SEOUL (Reuters) - South Korea’s Hyundai Motor Co and sister car maker Kia Motors Corp said on Monday they planned to temporarily shut down plants in the United States to avoid potential damage from Hurricane Irma.
The shut down comes at a time Hyundai’s U.S. sales have fallen more than the market average, and after it recently announced plans to expand its SUV lineup and launch a pickup truck in the market in an attempt to reverse the slide.
In a statement, Hyundai Motor said it would suspend operation of its Alabama plant for two days - between Monday and Wednesday - while Kia Motors will stop operation of its Georgia plant for one day - between Monday and Tuesday.
The suspension is expected to result in lost production of about 3,000 vehicles for both, the Yonhap news agency earlier said on Monday, citing a Hyundai Motor group spokesman.
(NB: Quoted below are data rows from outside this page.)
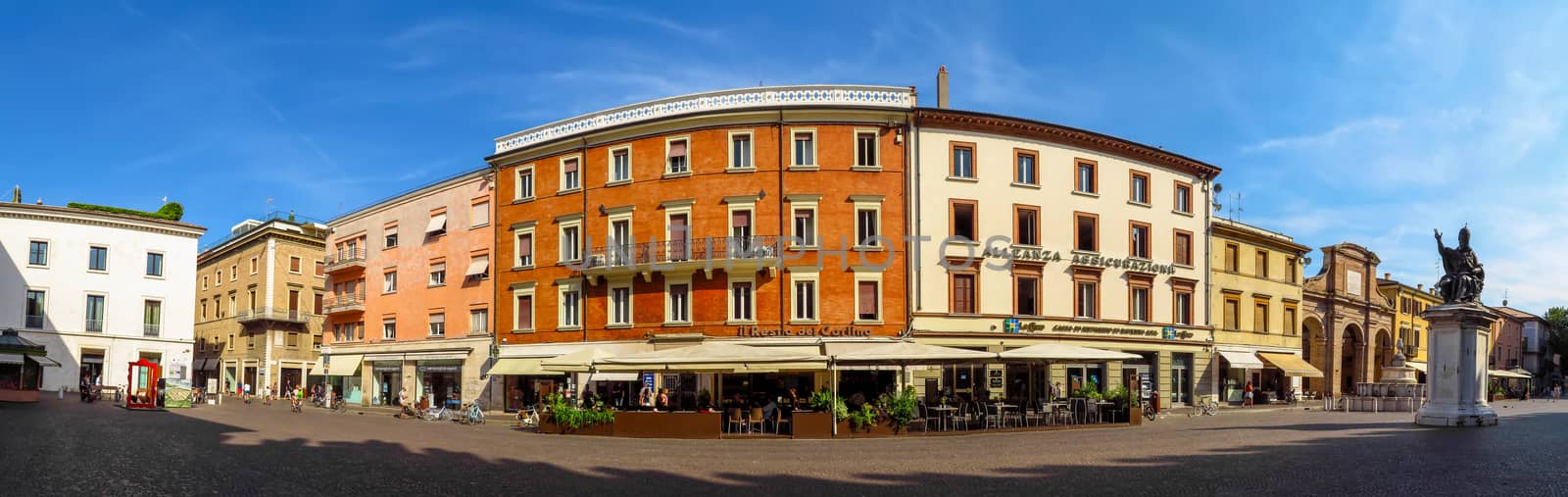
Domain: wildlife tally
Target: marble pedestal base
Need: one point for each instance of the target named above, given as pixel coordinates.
(1457, 368)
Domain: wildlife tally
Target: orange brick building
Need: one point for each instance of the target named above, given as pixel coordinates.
(760, 215)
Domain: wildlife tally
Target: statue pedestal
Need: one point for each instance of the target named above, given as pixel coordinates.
(1457, 368)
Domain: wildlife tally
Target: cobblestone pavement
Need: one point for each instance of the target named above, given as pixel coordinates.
(67, 447)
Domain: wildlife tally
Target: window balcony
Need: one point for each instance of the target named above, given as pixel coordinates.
(682, 254)
(336, 303)
(342, 261)
(294, 316)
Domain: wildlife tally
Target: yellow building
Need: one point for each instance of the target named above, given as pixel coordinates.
(1408, 305)
(1254, 306)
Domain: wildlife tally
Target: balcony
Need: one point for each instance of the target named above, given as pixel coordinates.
(336, 303)
(349, 259)
(294, 316)
(681, 254)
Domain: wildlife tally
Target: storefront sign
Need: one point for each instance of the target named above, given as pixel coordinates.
(804, 331)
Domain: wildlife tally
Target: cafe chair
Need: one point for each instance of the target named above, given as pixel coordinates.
(755, 419)
(734, 422)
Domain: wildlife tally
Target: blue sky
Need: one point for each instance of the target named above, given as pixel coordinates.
(1337, 121)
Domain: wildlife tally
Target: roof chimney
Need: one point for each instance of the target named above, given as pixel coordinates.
(941, 86)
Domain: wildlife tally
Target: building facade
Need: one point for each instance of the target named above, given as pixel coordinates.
(1348, 324)
(410, 295)
(1034, 232)
(752, 215)
(1408, 317)
(1254, 279)
(99, 290)
(258, 305)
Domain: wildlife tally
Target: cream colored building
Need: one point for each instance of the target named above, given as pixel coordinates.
(1256, 292)
(1035, 232)
(259, 305)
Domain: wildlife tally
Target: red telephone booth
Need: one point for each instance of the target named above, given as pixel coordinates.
(143, 384)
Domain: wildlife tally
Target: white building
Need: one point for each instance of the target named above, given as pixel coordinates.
(98, 289)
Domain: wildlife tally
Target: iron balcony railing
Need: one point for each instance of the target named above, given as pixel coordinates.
(294, 316)
(345, 259)
(674, 251)
(344, 301)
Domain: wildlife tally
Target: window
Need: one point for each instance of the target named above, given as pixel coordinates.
(524, 248)
(679, 309)
(866, 226)
(1183, 301)
(741, 151)
(867, 301)
(621, 165)
(522, 313)
(571, 308)
(1086, 237)
(571, 179)
(678, 160)
(1139, 240)
(1290, 322)
(156, 264)
(524, 188)
(1261, 316)
(33, 311)
(478, 322)
(805, 148)
(866, 149)
(1139, 187)
(94, 313)
(438, 273)
(98, 259)
(1027, 292)
(1026, 170)
(963, 293)
(38, 253)
(1139, 303)
(964, 223)
(741, 301)
(807, 226)
(1087, 300)
(1233, 313)
(621, 306)
(963, 160)
(805, 301)
(438, 324)
(1087, 177)
(569, 243)
(478, 214)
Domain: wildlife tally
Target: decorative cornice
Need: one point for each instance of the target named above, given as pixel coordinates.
(971, 121)
(849, 96)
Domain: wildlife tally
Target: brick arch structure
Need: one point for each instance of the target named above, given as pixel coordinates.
(1345, 298)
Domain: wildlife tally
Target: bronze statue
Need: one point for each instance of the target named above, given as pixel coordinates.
(1462, 274)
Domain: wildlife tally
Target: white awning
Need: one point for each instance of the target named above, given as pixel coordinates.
(436, 223)
(344, 366)
(477, 267)
(1060, 352)
(1247, 361)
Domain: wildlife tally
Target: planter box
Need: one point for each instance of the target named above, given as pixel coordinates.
(812, 425)
(668, 425)
(590, 430)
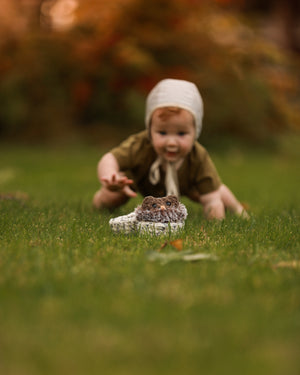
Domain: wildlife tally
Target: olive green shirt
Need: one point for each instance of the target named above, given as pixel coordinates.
(136, 154)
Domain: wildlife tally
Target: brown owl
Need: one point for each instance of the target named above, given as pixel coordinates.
(161, 210)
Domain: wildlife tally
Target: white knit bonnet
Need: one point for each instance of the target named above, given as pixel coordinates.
(175, 93)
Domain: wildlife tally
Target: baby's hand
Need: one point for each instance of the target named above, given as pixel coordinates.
(117, 182)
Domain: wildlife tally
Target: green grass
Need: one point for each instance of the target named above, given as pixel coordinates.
(77, 299)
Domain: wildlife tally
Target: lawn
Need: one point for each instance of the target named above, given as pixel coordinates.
(77, 299)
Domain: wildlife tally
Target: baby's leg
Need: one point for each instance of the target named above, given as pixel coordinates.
(105, 198)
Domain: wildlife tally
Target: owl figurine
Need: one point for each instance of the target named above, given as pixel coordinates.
(161, 210)
(156, 216)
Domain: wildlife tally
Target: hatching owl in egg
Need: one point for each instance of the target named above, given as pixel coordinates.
(161, 210)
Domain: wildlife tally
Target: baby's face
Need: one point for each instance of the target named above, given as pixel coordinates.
(172, 137)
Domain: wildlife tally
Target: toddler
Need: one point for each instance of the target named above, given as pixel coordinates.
(166, 157)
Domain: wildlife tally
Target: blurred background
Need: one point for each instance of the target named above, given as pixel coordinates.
(75, 70)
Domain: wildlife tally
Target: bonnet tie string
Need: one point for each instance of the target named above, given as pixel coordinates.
(171, 179)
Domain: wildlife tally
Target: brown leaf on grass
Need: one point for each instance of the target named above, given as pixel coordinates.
(246, 206)
(163, 245)
(178, 244)
(288, 264)
(17, 196)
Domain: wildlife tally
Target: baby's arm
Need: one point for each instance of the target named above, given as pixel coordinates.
(115, 189)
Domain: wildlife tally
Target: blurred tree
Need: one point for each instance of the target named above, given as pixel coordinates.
(79, 79)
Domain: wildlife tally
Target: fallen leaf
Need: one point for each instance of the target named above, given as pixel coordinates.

A Hyundai spokeswoman declined to comment on the number.
Hurricane Irma took aim at heavily populated areas of central Florida on Monday as it carved a path of destruction through the state with high winds and storm surges that left millions without power, ripped roofs off homes and flooded city streets.
Hyundai’s U.S. sales are down nearly 11 percent this year through July 31, worse than the overall 2.9 percent decline in U.S. car and light truck sales.
Sales of the Sonata, once a pillar of Hyundai’s U.S. franchise, have fallen 30 percent through the first seven months of 2017. In contrast, sales of Hyundai’s current SUV lineup are up 11 percent for the first seven months of this year.